Wer 102 tankt und das Auto auf E85 mapped, fährt falsch herum. Wer E85-Hardware hat und zwischendurch 102 fährt, braucht Flex-Fuel oder ein zweites Kennfeld – nicht „wird schon passen“.
Typische Fehler
- 102 tanken, Kennfeld bleibt 95, dann enttäuscht sein über fehlende PS.
- Prüfstand auf 102, Kunde fährt danach E10 – Klopfregelung arbeitet sich tot.
- 102 mit E85 gleichsetzen („ist doch auch hochoktanig“).
- Kanister monatelang halbvoll im Schuppen, dann Wunder über Startprobleme erwarten. Auch ethanolfreier Ottokraftstoff altert.
- Leitung am Lader ohne Schutz, weil „ist ja nur Straßenbenzin“.
Kurz: für wen sich 102 lohnt
Für aufgeladene und hoch verdichtete Motoren, für Abstimmungen auf 98/102, für Fahrer die E10 vermeiden wollen, für Oldtimer mit empfindlichen Dichtungen. Nicht als Wundermittel für den 90-PS-Alltagsmotor und nicht als Ersatz für ein durchdachtes Kraftstoffsystem, sobald Leistung und Hitze steigen.
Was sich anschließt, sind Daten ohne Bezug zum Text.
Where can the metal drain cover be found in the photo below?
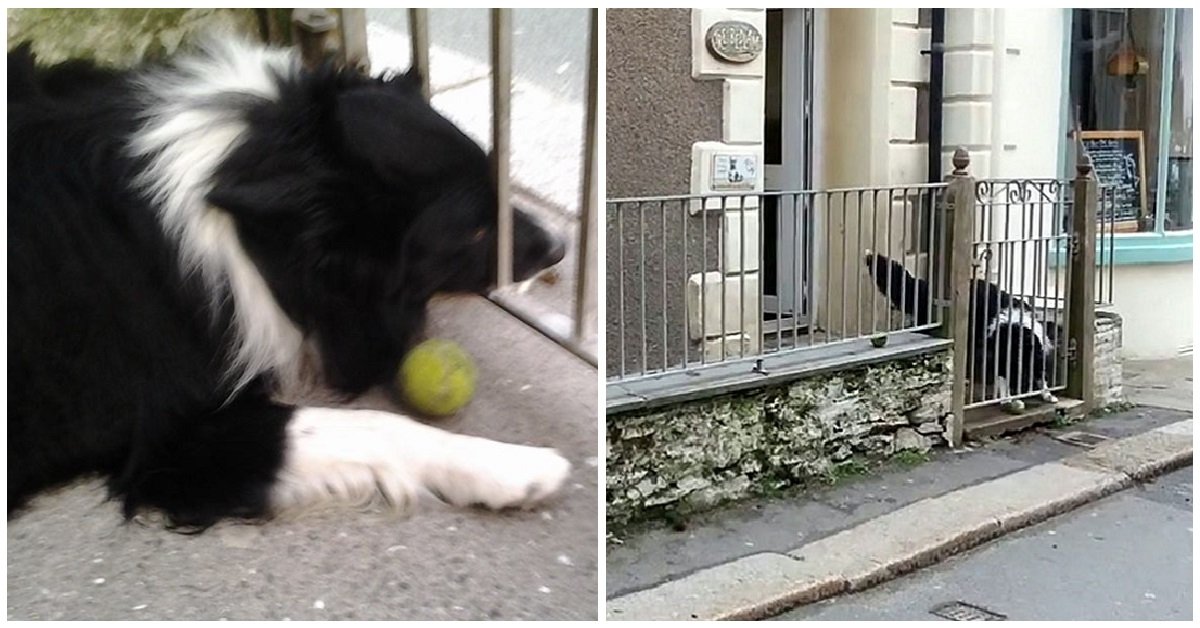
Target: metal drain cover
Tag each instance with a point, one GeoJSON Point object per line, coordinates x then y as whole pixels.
{"type": "Point", "coordinates": [1085, 440]}
{"type": "Point", "coordinates": [961, 611]}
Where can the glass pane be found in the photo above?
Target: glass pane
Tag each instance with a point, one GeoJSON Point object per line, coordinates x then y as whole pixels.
{"type": "Point", "coordinates": [773, 129]}
{"type": "Point", "coordinates": [1179, 171]}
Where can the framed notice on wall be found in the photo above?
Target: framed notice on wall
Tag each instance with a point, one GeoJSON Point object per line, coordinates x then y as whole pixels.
{"type": "Point", "coordinates": [1119, 159]}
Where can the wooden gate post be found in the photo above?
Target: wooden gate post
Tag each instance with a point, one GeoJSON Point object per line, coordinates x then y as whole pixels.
{"type": "Point", "coordinates": [1081, 294]}
{"type": "Point", "coordinates": [955, 294]}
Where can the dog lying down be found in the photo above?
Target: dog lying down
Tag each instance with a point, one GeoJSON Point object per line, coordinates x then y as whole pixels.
{"type": "Point", "coordinates": [179, 235]}
{"type": "Point", "coordinates": [1009, 347]}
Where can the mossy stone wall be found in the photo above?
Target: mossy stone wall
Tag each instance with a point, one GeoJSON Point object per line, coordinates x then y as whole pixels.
{"type": "Point", "coordinates": [694, 455]}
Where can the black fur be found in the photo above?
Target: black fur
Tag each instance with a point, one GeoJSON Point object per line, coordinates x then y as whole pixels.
{"type": "Point", "coordinates": [353, 197]}
{"type": "Point", "coordinates": [1005, 351]}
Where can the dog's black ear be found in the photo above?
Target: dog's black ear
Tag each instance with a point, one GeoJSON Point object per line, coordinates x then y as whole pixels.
{"type": "Point", "coordinates": [412, 78]}
{"type": "Point", "coordinates": [21, 71]}
{"type": "Point", "coordinates": [403, 138]}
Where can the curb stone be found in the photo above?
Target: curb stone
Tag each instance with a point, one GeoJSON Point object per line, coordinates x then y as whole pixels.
{"type": "Point", "coordinates": [763, 585]}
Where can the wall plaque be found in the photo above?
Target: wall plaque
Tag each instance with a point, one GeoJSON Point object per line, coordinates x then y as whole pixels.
{"type": "Point", "coordinates": [736, 42]}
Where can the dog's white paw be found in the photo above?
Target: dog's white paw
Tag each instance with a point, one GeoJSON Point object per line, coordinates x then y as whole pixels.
{"type": "Point", "coordinates": [498, 474]}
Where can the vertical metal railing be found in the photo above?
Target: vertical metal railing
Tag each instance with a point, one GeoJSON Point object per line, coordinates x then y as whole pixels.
{"type": "Point", "coordinates": [687, 274]}
{"type": "Point", "coordinates": [583, 310]}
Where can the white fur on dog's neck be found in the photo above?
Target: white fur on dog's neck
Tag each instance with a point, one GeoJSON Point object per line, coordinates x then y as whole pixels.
{"type": "Point", "coordinates": [192, 123]}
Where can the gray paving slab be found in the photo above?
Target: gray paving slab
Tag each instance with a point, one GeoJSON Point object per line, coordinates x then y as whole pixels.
{"type": "Point", "coordinates": [659, 554]}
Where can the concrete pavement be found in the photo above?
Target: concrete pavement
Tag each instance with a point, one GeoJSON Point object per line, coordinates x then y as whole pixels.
{"type": "Point", "coordinates": [763, 557]}
{"type": "Point", "coordinates": [72, 557]}
{"type": "Point", "coordinates": [1115, 560]}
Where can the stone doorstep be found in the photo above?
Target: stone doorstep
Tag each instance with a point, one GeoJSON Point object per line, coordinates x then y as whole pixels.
{"type": "Point", "coordinates": [762, 585]}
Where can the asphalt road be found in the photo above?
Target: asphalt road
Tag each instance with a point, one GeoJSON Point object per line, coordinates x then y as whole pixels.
{"type": "Point", "coordinates": [1125, 557]}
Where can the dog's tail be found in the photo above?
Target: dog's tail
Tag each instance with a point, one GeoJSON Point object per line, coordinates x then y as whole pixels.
{"type": "Point", "coordinates": [907, 293]}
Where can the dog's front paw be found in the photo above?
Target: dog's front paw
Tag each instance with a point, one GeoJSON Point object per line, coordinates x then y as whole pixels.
{"type": "Point", "coordinates": [498, 474]}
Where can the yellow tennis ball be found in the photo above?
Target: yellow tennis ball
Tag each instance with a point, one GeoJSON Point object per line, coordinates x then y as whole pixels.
{"type": "Point", "coordinates": [437, 377]}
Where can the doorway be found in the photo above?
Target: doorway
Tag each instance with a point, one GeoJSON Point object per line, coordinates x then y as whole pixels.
{"type": "Point", "coordinates": [787, 151]}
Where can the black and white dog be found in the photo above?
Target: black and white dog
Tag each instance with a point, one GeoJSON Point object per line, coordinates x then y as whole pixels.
{"type": "Point", "coordinates": [1009, 347]}
{"type": "Point", "coordinates": [180, 234]}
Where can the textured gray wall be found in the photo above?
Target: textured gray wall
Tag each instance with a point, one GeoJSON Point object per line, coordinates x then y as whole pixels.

Teile dazu: PTFE-Stahlflex, Dash-Fitting, Pumpe, Filter, Hitzeschutz.
Häufige Fragen
Enthält Aral Ultimate 102 Ethanol?
Laut Aral wird auf Bioethanol verzichtet. Die Sauerstoffkomponente sitzt in Ethern, nicht in einer E10/E85-Beimischung.
Ist 102 Oktan dasselbe wie Rennsprit aus der Tonne?
Nein. Es ist Premium-Straßenbenzin nach EN 228 mit hoher ROZ. Reglement-Kraftstoffe und bleihaltige Race-Fuels sind eine andere Klasse.
Kann jeder Ottomotor 102 tanken?
Aral sagt ja, für Benzinmotoren. Nutzen hat vor allem, wer Klopfreserve braucht oder Ethanol vermeiden will. Die Freigabe im Handbuch (95 / 98) bleibt die erste Quelle.
Brauche ich dafür PTFE-Leitungen?
Nicht zwingend, anders als bei dauerhaftem E85. PTFE bleibt die robuste Custom-Lösung; Standard-Benzinleitung plus passendes Fitting reicht oft für den Straßenbetrieb.
Warum wollen Tuner oft 102 auf dem Prüfstand?
Weil das Kennfeld sonst an der Klopfgrenze von 95 gebaut wird. Misst du 102 und fährst 95, stimmen Zündung und Boost nicht mehr zur Zapfsäule.
Lohnt 102 gegen Super Plus 98 preislich?
Nur wenn der Motor die Oktanreserve in Zündung, Verbrauch oder Schutz umsetzt. Sonst kaufst du vor allem Additivierung und ein gutes Gewissen.
Darf ich 102 und 95 mischen?
Ja, du bekommst ein Gemisch dazwischen. Die effektive Klopffestigkeit fällt unter 102. Ein auf 102 gebautes Lastkennfeld verzeiht das schlecht.